Ongoing global environmental changes pose an unprecedented threat to global biodiversity; in particular increasing environmental temperatures and decreasing ocean pH (Ocean Acidification or OA, as a result of increased seawater pCO2−). The extent to which these two drivers will act synergistically, reducing the thermal tolerance window of individual species, and so potentially affect their large-scale distribution, is only beginning to be understood. Here we present a formal test on the potential synergistic effect of elevated temperatures and hypercapnic sea water on the rate of O2 uptake (as a proxy for metabolism), tolerance to heat, and the degree of exoskeleton calcification in the intertidal porcellanid crab Porcellana platycheles. Eighty individuals crabs were haphazardly assigned to one of four treatments, and kept for 40 days at either 15.0 °C (seasonal ambient) or 20.0 °C (+ 5 °C), and at either pH 8.0 (seasonal ambient) or 7.4. In Porcellana platycheles metabolic activity and tolerance to heat were positively affected by increasing temperature, whilst the degree of exoskeleton calcification was negatively affected. No effect of pH was detectable. It is therefore suggested that P. platycheles may not be affected by medium-term exposure to the predicted level of OA, but that acclimation to elevated temperatures may result in improved tolerance of high temperatures despite an increase in metabolic costs and a decrease of calcification. Our results are discussed within a broader ecological and evolutionary context, with particular emphasis on the idea that intertidal species may be to some extent exapted to hypercapnic exposure.

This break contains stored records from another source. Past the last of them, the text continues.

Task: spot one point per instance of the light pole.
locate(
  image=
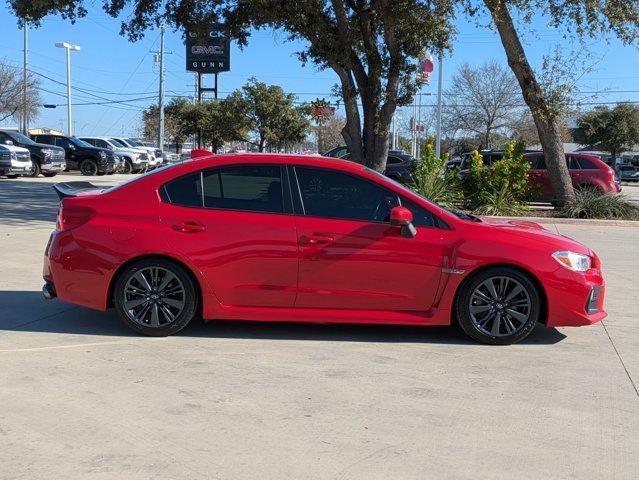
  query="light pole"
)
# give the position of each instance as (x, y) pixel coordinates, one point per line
(76, 48)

Calosi, P., Donohue, P., Alber, S., and Spicer, J. I., 2009. Synergistic effect of ocean acidification and elevated temperature on the physiological ecology of the intertidal crab Porcellana platycheles. Comparative Biochemistry and Physiology – Part A: Molecular & Integrative Physiology 153(2):169. Abstracts of the Annual Main Meeting of the Society of Experimental Biology, 28th June – 1st July, Glasgow, UK. Abstract.